Urban ermine inspires weasel-related questions

While talking with two friends just inside a university entranceway, I saw a creature scampering in our direction just outside the glass doors. My first though was of a misdirected red squirrel running on the concrete. But this guy was longer, and bounded like a Slinky. A weasel!

We went outside and staked out the area, waiting for it to emerge from a crack between metal trim and the concrete. After a few minutes, it poked its head and torso from the 2-inch gap. Then it squeezed out, paused between us without fear and boinged past us to greenery.

Since then, I have heard of several more weasel sightings. Bob, who was there at the university, saw one in his woodpile a few days later.

Link Olson is not calling this the year of the weasel, but the curator of mammals at the University of Alaska Museum has gotten "a ton" of calls from people reporting lots of voles, including the easy-to-identify yellow-cheeked vole. An abundance of the weasel's frequent meal makes Olson think perhaps there might be a good population of weasels out there.

And who is this fierce little cylinder? The one I saw was an ermine, also known as a short-tailed weasel (a stoat in Europe).

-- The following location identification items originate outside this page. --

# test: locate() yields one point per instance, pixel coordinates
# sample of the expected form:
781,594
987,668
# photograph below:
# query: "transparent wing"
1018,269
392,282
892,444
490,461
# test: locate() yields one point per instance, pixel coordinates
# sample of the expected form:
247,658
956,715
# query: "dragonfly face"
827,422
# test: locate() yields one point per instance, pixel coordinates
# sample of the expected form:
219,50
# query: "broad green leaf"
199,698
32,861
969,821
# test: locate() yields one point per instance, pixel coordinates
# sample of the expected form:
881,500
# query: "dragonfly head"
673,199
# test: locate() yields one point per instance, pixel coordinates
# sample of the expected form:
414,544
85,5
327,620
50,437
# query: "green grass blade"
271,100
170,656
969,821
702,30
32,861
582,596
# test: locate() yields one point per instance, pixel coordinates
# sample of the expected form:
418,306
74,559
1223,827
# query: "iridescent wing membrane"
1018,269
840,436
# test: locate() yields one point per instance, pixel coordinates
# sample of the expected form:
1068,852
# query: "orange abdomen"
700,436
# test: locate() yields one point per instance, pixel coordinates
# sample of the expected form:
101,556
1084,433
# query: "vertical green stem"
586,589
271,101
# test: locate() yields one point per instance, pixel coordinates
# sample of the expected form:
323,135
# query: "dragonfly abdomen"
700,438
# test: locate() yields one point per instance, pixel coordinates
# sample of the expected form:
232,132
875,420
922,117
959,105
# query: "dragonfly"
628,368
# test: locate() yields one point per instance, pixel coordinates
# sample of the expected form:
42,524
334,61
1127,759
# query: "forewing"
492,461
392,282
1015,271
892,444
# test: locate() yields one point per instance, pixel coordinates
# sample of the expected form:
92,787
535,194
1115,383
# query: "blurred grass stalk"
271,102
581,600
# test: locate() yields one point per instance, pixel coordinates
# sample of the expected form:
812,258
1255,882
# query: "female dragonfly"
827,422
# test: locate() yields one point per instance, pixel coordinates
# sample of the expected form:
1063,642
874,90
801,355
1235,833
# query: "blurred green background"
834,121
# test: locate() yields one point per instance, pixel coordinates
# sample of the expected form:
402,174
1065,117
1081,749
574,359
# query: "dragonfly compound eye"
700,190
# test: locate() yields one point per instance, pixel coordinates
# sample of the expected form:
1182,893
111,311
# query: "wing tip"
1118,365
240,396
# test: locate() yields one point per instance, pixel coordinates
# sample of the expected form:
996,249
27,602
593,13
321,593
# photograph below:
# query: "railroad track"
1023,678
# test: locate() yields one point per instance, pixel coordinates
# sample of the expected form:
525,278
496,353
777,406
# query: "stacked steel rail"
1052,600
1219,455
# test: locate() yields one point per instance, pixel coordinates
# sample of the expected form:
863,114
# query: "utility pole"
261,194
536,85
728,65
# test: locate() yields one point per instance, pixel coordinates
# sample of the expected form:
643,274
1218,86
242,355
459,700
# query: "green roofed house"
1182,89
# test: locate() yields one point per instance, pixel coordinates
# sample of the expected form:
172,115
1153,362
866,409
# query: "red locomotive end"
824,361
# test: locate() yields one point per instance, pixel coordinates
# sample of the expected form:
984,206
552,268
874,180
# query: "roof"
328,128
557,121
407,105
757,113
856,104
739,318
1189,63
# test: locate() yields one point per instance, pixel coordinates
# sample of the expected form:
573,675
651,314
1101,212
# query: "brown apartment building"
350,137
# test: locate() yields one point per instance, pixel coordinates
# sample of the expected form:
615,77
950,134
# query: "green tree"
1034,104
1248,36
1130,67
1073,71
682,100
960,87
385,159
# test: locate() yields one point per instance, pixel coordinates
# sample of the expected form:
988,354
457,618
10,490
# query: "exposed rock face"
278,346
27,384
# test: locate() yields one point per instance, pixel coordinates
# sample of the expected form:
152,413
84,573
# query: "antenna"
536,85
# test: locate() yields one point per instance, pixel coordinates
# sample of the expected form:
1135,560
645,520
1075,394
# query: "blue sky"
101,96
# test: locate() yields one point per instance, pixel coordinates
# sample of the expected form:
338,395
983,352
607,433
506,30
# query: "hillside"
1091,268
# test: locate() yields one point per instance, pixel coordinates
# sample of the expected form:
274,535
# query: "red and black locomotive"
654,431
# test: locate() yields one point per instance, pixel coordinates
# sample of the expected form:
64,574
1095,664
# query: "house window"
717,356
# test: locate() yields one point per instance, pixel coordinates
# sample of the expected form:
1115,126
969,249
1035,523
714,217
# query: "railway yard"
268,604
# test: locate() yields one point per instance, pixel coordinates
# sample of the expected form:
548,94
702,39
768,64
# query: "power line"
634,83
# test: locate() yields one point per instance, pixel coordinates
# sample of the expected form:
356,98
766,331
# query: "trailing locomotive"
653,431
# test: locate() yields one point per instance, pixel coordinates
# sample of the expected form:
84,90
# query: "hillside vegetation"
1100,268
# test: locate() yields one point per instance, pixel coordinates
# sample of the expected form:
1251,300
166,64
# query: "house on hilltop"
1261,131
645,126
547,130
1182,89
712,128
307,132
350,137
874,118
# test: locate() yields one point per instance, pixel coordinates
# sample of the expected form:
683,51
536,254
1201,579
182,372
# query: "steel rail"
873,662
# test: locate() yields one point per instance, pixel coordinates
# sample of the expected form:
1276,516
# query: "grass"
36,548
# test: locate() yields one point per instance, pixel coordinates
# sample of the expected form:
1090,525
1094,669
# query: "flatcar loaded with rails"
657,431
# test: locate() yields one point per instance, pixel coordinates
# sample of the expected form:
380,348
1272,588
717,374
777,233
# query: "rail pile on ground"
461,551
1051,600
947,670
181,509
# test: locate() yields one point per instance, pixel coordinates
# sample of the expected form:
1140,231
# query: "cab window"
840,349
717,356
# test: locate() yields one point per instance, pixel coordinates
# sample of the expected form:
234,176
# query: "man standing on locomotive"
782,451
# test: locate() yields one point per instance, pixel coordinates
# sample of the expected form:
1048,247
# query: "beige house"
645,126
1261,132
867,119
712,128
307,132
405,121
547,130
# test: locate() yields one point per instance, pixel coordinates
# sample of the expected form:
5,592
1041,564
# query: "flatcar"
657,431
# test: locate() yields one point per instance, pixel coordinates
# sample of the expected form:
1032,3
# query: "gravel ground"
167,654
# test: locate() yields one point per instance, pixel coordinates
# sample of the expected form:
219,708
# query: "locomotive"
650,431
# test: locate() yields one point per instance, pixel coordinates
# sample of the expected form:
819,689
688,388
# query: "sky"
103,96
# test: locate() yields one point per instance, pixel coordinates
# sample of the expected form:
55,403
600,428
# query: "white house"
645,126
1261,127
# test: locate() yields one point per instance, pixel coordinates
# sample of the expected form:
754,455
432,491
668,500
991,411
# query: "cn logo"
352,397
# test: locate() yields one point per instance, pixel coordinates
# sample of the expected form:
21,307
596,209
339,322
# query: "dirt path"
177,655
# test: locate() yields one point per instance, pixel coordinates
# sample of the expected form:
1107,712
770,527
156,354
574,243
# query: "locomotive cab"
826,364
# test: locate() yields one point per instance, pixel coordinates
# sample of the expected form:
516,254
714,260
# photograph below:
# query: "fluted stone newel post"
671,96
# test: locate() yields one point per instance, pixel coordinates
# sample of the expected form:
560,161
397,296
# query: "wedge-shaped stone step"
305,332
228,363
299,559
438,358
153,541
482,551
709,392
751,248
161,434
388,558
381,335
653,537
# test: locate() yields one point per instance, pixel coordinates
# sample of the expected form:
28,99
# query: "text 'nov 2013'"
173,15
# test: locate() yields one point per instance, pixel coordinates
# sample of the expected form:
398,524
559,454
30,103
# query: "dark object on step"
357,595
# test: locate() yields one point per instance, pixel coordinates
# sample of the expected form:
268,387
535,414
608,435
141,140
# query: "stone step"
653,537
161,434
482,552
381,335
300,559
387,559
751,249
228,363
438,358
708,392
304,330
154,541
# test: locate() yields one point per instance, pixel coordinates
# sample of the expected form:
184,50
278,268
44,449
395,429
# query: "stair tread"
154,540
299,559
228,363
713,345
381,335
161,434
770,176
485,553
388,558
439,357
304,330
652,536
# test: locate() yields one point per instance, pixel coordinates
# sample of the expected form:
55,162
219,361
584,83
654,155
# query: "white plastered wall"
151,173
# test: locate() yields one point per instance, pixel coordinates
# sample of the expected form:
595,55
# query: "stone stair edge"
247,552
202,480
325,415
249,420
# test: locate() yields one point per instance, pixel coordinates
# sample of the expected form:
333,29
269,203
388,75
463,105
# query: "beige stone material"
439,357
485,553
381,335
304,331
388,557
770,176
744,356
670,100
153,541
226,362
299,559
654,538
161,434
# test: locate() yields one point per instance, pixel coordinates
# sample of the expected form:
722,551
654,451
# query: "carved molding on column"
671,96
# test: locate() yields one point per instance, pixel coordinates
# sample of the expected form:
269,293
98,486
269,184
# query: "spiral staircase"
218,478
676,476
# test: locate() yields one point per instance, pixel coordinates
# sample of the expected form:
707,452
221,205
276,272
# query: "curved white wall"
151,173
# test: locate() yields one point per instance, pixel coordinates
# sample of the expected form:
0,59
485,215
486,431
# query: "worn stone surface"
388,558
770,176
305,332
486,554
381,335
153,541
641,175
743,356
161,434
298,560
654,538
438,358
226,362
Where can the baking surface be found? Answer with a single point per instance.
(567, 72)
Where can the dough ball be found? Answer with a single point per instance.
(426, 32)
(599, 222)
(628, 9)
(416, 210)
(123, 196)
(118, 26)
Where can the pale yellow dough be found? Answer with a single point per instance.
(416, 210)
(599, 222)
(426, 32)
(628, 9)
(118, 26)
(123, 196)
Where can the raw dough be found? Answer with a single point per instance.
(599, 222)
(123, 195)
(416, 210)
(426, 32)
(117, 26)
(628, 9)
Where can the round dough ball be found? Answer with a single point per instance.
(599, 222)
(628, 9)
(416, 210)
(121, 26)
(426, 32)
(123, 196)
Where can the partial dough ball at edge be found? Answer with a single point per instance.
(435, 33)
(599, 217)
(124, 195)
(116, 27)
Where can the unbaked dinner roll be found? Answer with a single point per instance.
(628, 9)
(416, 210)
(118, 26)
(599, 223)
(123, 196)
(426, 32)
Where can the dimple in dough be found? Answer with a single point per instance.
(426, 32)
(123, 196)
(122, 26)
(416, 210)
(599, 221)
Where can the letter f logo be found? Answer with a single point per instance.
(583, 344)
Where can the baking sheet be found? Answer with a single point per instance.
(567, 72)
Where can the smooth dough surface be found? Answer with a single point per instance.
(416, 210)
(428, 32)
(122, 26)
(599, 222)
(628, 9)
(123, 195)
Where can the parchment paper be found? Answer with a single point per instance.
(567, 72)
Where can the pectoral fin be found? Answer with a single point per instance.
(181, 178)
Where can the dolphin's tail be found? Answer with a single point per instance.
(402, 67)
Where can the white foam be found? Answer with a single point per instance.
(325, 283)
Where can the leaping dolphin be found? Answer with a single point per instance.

There is something appealing about a weasel's sleek spunkiness that makes people want to keep one as a pet. Behind that cuteness is a killing machine. In the same family as wolverines and badgers, weasels are some of the busiest predators out there.

In the basement of the museum, Olson held up the jaw of a weasel that came to the collection from 15,000 feet on Denali. He showed how the weasel's jaw, unlike ours, is designed to move only up and down. The lower jaw is locked into the skull to strengthen the force of its bite.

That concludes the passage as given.